La commission d'Arnn a publié le Rapport 1776 moins de deux semaines après que Trump et des sections du Parti républicain eussent tenté de renverser le résultat de l’élection présidentielle par un coup d'État violent, et deux jours avant l'investiture du nouveau président, Joe Biden, le 20 janvier. Comme on pouvait s'y attendre, l'administration Biden l'a rapidement annulé.

Le Rapport 1776 commence par ce qui est le plus faible dans le Projet 1619 – à savoir l’importance historique de la Révolution américaine et de la Guerre de sécession. Il poursuit avec les sujets préférés et les cibles haïes de la droite: armes à feu, famille, prière, Dieu et Loi et ordre d’une part, et d’autre part multiculturalisme, Hollywood, universités et éducation publique,.

Le document fait référence aux principes de base de la Révolution américaine, dont l’«égalité» (que les auteurs s’empressent de «nuancer»). Mais il insiste pour dire que «le principe n’est qu’un» des facteurs «liant le peuple américain», ce qui est «insuffisant en soi».

Les auteurs invoquent un passage mineur écrit par le révolutionnaire américain John Jay (1745-1829) dans les Federalist Papers. Ce texte décrit les révolutionnaires américains comme: «un peuple qui descend des mêmes ancêtres, qui parle la même langue, qui professe la même religion, qui s’attache aux mêmes principes de gouvernement, qui est très semblable dans ses manières et coutumes…». Les auteurs insistent pour déduire de ce passage qu’«un peuple républicain doit partager un grand nombre de points communs en fait de manières, de coutumes, de langue et de dévouement au bien commun».

Cette insistance fasciste en essence qui prône la nécessité d’une homogénéité culturelle et linguistique, apparaît sans surprise sous les auspices du gouvernement qui est aussi à l’origine de la tristement célèbre «interdiction des musulmans» et de l’abus délibéré des enfants de réfugiés en les séparant de leurs parents. Dans cette tentative minable de trouver dans la Révolution américaine une justification historique et théorique à de telles politiques, on sent la puanteur des aides fascistes de Trump comme Stephen Miller, Jared Kushner et Stephen Bannon.

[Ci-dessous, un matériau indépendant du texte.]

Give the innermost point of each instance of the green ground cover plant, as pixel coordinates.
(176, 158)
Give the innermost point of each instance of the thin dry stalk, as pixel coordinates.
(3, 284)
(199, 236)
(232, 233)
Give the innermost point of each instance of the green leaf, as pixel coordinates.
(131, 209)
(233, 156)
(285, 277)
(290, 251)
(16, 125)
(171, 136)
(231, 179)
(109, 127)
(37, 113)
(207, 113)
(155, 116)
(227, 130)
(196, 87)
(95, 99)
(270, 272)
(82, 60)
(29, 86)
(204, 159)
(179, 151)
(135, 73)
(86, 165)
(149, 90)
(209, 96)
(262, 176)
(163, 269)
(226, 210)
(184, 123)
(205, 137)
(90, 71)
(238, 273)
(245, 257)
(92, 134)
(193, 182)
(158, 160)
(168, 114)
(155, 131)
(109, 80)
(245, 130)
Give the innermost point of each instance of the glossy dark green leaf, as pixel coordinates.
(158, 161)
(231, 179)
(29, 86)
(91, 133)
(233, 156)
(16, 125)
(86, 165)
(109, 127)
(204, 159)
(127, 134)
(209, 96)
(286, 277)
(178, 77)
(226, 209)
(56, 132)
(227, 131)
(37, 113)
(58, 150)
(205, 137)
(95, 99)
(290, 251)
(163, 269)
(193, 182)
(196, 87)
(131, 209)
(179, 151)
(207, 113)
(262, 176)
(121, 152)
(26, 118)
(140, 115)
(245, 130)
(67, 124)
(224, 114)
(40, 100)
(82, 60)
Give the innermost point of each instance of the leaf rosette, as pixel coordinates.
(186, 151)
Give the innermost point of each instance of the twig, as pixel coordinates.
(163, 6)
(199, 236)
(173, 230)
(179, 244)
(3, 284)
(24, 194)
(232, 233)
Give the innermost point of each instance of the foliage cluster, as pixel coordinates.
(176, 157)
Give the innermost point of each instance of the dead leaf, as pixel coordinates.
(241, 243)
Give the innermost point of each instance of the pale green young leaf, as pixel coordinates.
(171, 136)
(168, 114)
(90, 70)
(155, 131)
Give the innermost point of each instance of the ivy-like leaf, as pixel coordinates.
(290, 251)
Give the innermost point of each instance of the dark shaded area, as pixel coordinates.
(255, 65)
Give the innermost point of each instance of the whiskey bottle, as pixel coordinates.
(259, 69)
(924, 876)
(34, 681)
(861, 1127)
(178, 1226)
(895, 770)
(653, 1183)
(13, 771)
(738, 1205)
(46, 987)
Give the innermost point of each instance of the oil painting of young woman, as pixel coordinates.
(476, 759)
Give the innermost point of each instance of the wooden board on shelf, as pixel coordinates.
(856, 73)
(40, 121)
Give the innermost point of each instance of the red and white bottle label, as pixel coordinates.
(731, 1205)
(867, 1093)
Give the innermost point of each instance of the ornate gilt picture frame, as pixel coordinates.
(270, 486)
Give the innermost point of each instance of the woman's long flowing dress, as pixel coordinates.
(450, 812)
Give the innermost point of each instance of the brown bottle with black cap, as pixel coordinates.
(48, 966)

À partir de là, le document cherche à chaque fois à inscrire la religion dans le récit historique des États-Unis. Les mots «Dieu» et «christianisme» apparaissent à maintes reprises. Contrairement à Thomas Jefferson, qui insistait sur un «mur de séparation» entre l’Église et l’État, les auteurs du Rapport 1776 insistent pour dire que «la foi religieuse est indispensable au succès du gouvernement républicain».

Passant brusquement à l’histoire américaine après la Guerre de sécession, le Rapport du gouvernement Trump devient ce que l’on ne peut que qualifier de dérangé. Les auteurs assimilent le progressisme, associé à l’ère des réformes de 1896 à 1916, au fascisme, au communisme et à l’esclavage comme «des défis aux principes de l’Amérique».

Selon le Rapport 1776, les réformes de l’ère progressiste ont créé un «gouvernement fantôme» de régulateurs bureaucratiques qui «fonctionne aujourd’hui largement sans freins ni contrepoids». Les progressistes, selon le Rapport, étaient comme le dictateur fasciste Benito Mussolini, car ils cherchaient à «centraliser le pouvoir sous la direction de prétendus experts».

L’implication de ce récit historique torturé est une demande d’inversion totale de plus d’un siècle de réformes nationales. C’est-à-dire, un retour à des heures de travail illimitées, une tyrannie incontrôlée sur le lieu de travail et au système de laissez-faire ayant échoué d’une domination sans frein de la classe capitaliste, qui a prévalu jusqu’au krach boursier de 1929.

L’un des cas les plus significatifs et les plus représentatifs de l’ère progressiste a été l’Affaire Lochner contre New York, jugée par la Cour suprême en 1905. Il concernait une tentative de l’État de New York de limiter la semaine de travail des employés de boulangerie à 60 heures – une tentative à laquelle les auteurs du Rapport 1776 se seraient probablement opposés.

Dans son rejet explicite du «progressisme», celui-ci donne un aperçu des idées qui circulent actuellement dans les milieux d’extrême droite et libertaires en Amérique. Parlant au nom des intérêts des sections les plus rapaces de l’oligarchie financière, ceux qui dénoncent le «progressisme» considèrent toute tentative d’atténuer ou de limiter le pouvoir des milliardaires comme une «ingérence» inadmissible du gouvernement dans le fonctionnement du «libre» marché .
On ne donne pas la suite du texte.